Convergence of adaptive mixtures of importance sampling schemes
R. Douc, A. Guillin, J.-M. Marin, C. P. Robert

TL;DR
This paper establishes convergence conditions for adaptive importance sampling algorithms, demonstrating that Rao-Blackwellized versions asymptotically optimize a divergence criterion, unlike simpler methods.
Contribution
It provides theoretical convergence guarantees for adaptive mixtures of importance sampling schemes, especially highlighting the effectiveness of Rao-Blackwellization.
Findings
Rao-Blackwellized adaptive schemes achieve asymptotic optimality.
Simpler adaptive schemes do not benefit from repeated updates.
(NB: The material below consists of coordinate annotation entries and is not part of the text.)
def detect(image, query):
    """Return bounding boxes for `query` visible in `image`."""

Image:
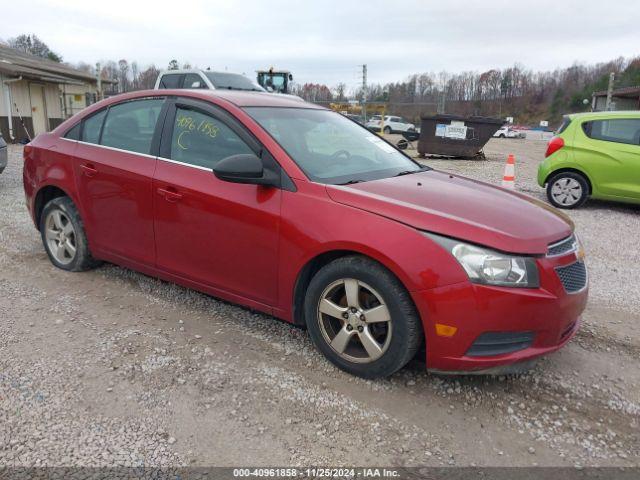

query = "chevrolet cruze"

[24,90,587,378]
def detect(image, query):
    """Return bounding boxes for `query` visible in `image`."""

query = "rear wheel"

[40,197,100,272]
[547,172,589,209]
[305,256,423,378]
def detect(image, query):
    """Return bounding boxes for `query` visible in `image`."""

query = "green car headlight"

[425,233,540,288]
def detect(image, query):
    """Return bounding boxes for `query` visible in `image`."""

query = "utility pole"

[362,64,367,123]
[604,72,616,112]
[96,62,102,100]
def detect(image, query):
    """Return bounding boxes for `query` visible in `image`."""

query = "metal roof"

[593,86,640,98]
[0,45,115,84]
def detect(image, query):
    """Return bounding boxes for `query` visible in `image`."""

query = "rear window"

[556,117,571,134]
[582,118,640,145]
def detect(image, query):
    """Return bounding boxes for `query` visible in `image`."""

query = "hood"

[327,170,573,255]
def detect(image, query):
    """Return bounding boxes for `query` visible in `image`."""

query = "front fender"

[277,182,467,320]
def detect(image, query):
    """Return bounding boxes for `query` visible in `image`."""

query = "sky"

[0,0,640,89]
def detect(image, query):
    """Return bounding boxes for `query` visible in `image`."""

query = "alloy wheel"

[551,177,582,207]
[45,210,77,265]
[318,278,392,363]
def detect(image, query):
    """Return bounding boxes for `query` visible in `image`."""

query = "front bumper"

[413,254,588,373]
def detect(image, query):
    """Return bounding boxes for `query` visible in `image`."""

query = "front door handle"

[80,163,98,177]
[158,188,182,202]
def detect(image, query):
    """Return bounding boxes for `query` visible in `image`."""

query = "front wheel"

[40,197,100,272]
[547,172,589,209]
[305,256,423,378]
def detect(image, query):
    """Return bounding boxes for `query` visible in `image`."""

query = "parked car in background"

[366,115,416,133]
[493,126,526,138]
[344,113,365,125]
[23,90,588,378]
[0,134,9,173]
[155,70,266,92]
[538,111,640,208]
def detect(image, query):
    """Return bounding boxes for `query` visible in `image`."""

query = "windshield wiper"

[395,167,426,177]
[337,179,364,185]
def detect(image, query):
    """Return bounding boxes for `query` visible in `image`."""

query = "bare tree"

[7,34,62,63]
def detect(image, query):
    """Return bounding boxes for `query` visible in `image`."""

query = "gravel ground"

[0,140,640,466]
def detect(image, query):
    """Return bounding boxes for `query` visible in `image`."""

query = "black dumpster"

[418,114,504,158]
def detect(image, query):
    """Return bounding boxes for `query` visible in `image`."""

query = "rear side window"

[556,117,571,134]
[171,108,253,168]
[81,109,107,143]
[582,118,640,145]
[100,98,164,154]
[158,73,184,88]
[64,122,81,140]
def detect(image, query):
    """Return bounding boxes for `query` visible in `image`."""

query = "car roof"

[566,110,640,120]
[160,68,230,78]
[109,89,326,110]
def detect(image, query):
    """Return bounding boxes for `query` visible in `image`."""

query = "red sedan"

[24,90,587,378]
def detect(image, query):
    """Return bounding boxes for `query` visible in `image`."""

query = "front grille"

[547,235,578,257]
[556,262,587,293]
[560,320,578,340]
[466,332,534,357]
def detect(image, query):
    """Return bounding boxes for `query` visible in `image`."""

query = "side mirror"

[213,153,280,187]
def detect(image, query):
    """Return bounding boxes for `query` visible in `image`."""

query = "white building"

[0,45,114,142]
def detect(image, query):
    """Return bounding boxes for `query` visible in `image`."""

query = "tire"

[547,172,589,209]
[40,197,100,272]
[304,256,424,378]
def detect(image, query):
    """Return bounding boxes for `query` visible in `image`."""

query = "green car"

[538,111,640,208]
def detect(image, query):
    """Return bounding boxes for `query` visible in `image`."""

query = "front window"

[204,72,264,92]
[171,107,253,168]
[246,107,425,184]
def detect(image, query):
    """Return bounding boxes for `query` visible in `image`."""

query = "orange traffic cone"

[502,155,516,190]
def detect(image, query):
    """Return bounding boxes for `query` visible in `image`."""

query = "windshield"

[204,72,265,92]
[245,107,425,184]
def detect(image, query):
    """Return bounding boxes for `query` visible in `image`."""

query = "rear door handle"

[80,163,98,177]
[158,188,182,202]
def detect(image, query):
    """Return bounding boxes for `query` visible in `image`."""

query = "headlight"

[425,233,540,288]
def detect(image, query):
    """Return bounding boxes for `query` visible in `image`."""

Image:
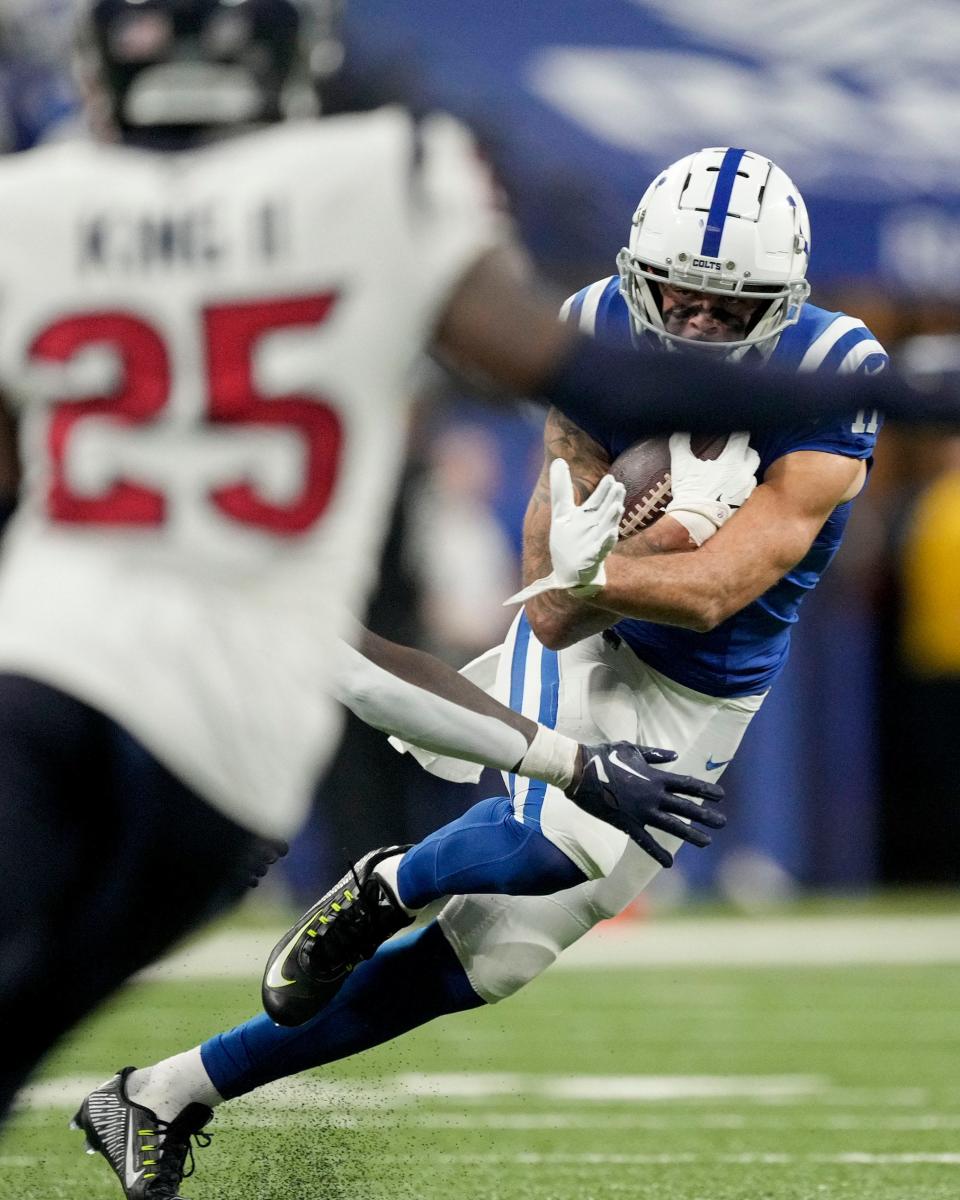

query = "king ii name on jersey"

[562,276,888,696]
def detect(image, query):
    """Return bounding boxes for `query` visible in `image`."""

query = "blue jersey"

[562,276,887,696]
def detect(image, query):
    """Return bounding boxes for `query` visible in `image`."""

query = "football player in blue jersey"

[75,148,887,1190]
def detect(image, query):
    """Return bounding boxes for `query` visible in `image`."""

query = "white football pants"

[418,612,763,1003]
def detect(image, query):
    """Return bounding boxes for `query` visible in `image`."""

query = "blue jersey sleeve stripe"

[700,146,744,258]
[817,325,878,372]
[580,277,611,337]
[560,288,590,325]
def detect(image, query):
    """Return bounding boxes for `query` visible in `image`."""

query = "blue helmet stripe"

[700,146,744,258]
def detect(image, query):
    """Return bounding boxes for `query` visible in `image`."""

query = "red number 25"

[30,293,343,535]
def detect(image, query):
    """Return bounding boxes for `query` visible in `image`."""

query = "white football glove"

[666,433,760,546]
[504,458,626,605]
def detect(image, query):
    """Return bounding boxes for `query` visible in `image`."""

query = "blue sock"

[200,920,482,1100]
[397,796,587,908]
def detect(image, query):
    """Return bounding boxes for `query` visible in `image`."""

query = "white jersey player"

[79,148,902,1200]
[0,0,758,1112]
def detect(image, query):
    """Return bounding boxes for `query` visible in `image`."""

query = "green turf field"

[0,907,960,1200]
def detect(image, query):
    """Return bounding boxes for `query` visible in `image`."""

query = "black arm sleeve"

[541,337,960,437]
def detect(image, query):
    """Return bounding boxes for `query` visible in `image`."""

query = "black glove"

[566,742,727,866]
[247,838,290,888]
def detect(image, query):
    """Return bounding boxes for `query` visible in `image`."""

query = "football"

[610,433,727,538]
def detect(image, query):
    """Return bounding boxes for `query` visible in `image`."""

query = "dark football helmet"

[79,0,342,142]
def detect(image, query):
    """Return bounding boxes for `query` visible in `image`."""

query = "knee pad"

[438,884,595,1004]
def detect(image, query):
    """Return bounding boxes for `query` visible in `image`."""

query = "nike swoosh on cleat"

[610,750,650,782]
[124,1117,143,1192]
[264,913,317,989]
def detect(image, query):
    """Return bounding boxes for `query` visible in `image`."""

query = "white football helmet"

[617,146,810,358]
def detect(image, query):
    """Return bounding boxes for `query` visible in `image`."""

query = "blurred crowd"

[7,0,960,907]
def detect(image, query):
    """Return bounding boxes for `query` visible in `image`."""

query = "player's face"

[660,283,761,342]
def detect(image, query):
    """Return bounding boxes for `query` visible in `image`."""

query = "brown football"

[610,433,727,538]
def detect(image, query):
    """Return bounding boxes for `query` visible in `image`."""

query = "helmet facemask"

[78,0,342,144]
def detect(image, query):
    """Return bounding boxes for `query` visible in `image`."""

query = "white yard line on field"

[9,1072,829,1111]
[408,1151,960,1166]
[135,914,960,979]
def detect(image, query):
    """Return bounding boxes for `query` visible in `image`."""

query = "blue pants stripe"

[523,618,560,829]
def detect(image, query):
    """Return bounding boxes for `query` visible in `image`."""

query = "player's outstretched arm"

[334,630,582,788]
[336,630,726,866]
[437,247,960,439]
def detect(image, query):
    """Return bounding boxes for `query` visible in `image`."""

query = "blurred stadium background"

[0,0,960,907]
[0,0,960,1200]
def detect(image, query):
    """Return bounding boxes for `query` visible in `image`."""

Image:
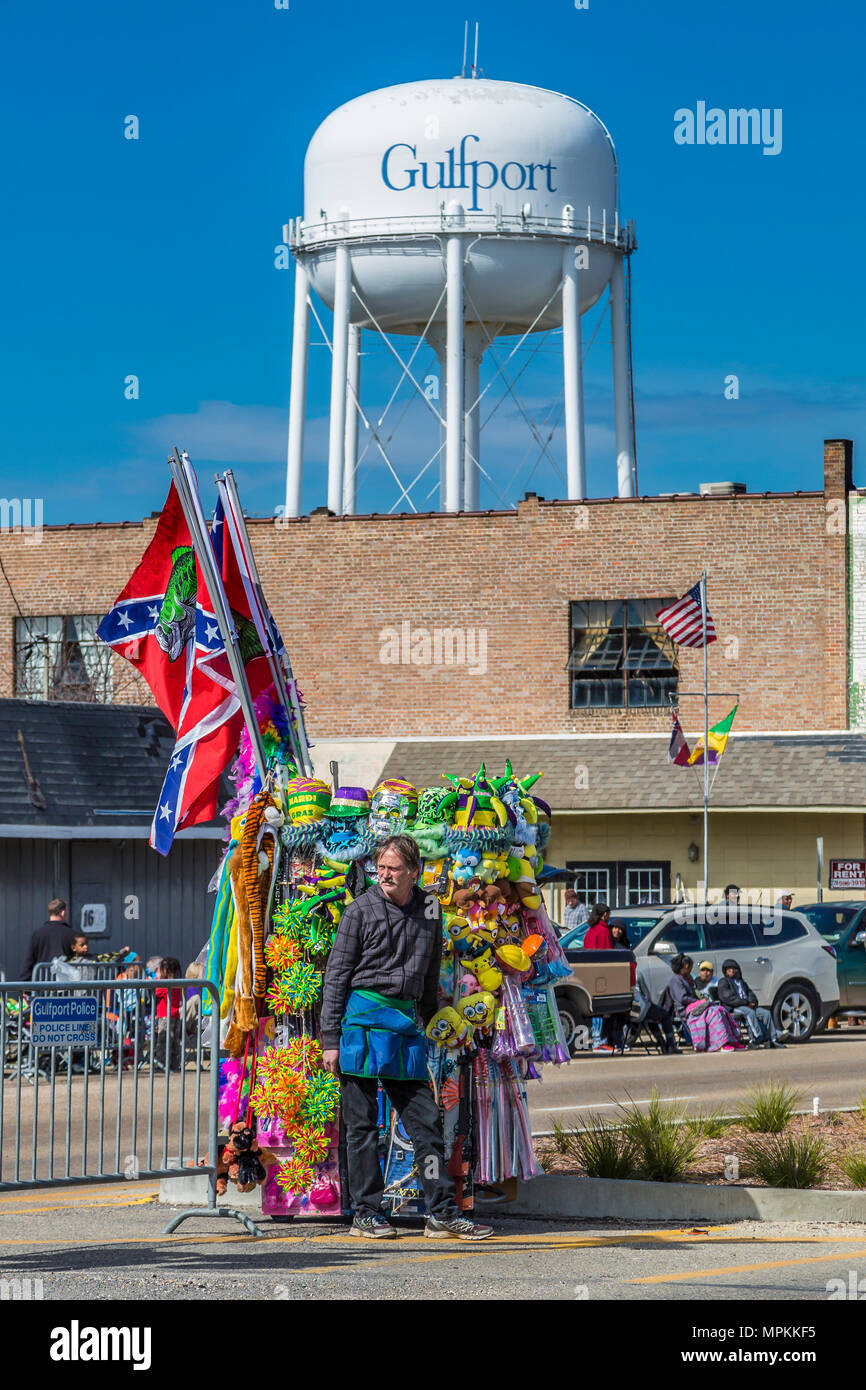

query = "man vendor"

[320,835,492,1240]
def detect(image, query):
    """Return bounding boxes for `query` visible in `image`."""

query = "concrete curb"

[492,1173,866,1222]
[158,1173,866,1223]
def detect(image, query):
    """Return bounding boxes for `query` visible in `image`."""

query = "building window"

[574,869,610,908]
[626,869,664,908]
[566,859,670,916]
[15,613,114,705]
[567,598,677,709]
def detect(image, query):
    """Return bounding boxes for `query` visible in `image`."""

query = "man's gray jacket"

[320,884,442,1048]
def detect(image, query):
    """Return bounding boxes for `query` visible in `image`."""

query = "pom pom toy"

[264,931,300,973]
[250,1048,306,1129]
[285,1037,321,1076]
[302,1072,339,1126]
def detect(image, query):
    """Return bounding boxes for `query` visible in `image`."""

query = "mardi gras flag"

[667,710,691,767]
[688,705,740,767]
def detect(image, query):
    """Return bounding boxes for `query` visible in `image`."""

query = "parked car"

[559,902,677,951]
[796,901,866,1013]
[634,904,840,1043]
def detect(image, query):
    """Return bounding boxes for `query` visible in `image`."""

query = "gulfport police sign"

[31,998,99,1047]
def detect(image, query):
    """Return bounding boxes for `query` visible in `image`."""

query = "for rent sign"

[830,859,866,892]
[31,998,99,1047]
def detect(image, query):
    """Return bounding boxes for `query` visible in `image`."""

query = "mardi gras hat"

[373,777,418,817]
[328,787,370,819]
[285,777,331,826]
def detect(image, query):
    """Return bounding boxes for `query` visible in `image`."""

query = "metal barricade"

[0,976,261,1236]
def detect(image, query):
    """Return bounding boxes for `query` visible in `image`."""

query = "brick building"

[0,439,866,928]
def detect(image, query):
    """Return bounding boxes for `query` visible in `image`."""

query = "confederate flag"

[150,502,271,855]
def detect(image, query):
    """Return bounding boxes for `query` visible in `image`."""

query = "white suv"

[634,902,840,1043]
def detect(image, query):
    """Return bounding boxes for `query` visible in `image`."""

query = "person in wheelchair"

[717,960,790,1048]
[695,960,719,1004]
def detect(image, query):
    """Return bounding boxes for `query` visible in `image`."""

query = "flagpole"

[168,449,267,787]
[217,468,313,776]
[701,570,710,902]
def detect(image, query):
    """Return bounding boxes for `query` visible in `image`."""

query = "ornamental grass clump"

[742,1133,830,1187]
[840,1154,866,1187]
[737,1080,803,1134]
[569,1115,637,1177]
[617,1088,701,1183]
[685,1106,731,1138]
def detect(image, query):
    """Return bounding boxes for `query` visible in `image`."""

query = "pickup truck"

[556,947,637,1052]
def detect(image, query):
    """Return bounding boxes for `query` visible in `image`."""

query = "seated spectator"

[183,960,204,1041]
[695,960,719,1004]
[153,956,183,1072]
[719,960,790,1048]
[584,902,613,1052]
[660,955,742,1052]
[659,955,698,1022]
[628,974,681,1056]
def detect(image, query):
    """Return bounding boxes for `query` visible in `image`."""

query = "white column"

[445,214,463,512]
[427,324,448,512]
[563,242,587,499]
[463,324,487,512]
[343,324,361,516]
[328,242,352,516]
[610,256,634,498]
[285,260,310,517]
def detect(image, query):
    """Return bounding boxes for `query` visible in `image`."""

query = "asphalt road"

[0,1183,866,1306]
[528,1029,866,1134]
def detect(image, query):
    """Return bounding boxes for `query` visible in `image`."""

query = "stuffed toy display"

[209,726,570,1215]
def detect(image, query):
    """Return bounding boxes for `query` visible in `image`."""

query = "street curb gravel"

[492,1173,866,1222]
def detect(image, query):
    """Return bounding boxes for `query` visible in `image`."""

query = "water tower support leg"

Convergence conditions are explicitly derived for these algorithms.
Abstract
In the design of efficient simulation algorithms, one is often beset with a poor choice of proposal distributions. Although the performance of a given simulation kernel can clarify a posteriori how adequate this kernel is for the problem at hand, a permanent on-line modification of kernels causes concerns about the validity of the resulting algorithm. While the issue is most often intractable for MCMC algorithms, the equivalent version for importance sampling algorithms can be validated quite precisely. We derive sufficient convergence conditions for adaptive mixtures of population Monte Carlo algorithms and show that Rao--Blackwellized versions asymptotically achieve an optimum in terms of a Kullback divergence criterion, while more rudimentary versions do not benefit from repeated updating.